November 3, 2015

80th Anniversary BRIDE OF FRANKENSTEIN series
Jazz Age Monster

Here’s a splendid streamlined cartoon likeness of Karloff’s Frankenstein Monster from the pages of Universal Weekly, the studio’s trade magazine, May 4, 1935. The art deco-style illustration — signed ‘Marshal’ ? — decorated a page boasting the film’s great box office returns and enthusiastic reviews in Variety and Motion Picture Daily.

Among the articles grouped under the heading “BRIDE OF FRANKENSTEIN: A TREMENDOUS SMASH” were reports from the Tower Theatre in Kansas City of a Sunday’s sellout business with crowds lining up despite a downpour, and the film drawing “unusually heavy child attendance” despite ads warning “not suitable for children”. The Tower’s manager, Barney Joffee, said he did not refuse admission to families on the principle that “parents cannot be prevented from bringing their children”.
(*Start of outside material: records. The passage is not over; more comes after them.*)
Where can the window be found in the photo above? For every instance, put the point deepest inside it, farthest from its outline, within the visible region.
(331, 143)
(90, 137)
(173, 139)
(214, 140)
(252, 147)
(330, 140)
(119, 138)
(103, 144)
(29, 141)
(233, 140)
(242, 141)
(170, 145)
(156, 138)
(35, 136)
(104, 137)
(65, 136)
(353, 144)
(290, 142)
Also featured is a column’s worth of praise for eighteen-year-old female lead, Valerie Hobson, essentially billed as a scream queen, before the term existed. Hobson, we are told, “screamed her way to success” and “plays the part of the beauty-in-peril with ear-splitting realism”. True, Hobson had to deal in quick succession with the Frankenstein Monster and WEREWOLF OF LONDON, leading Universal’s promotional department to declare that … no actress has ever seemed more certain for stardom than this lovely lady of the vociferous tonsils”.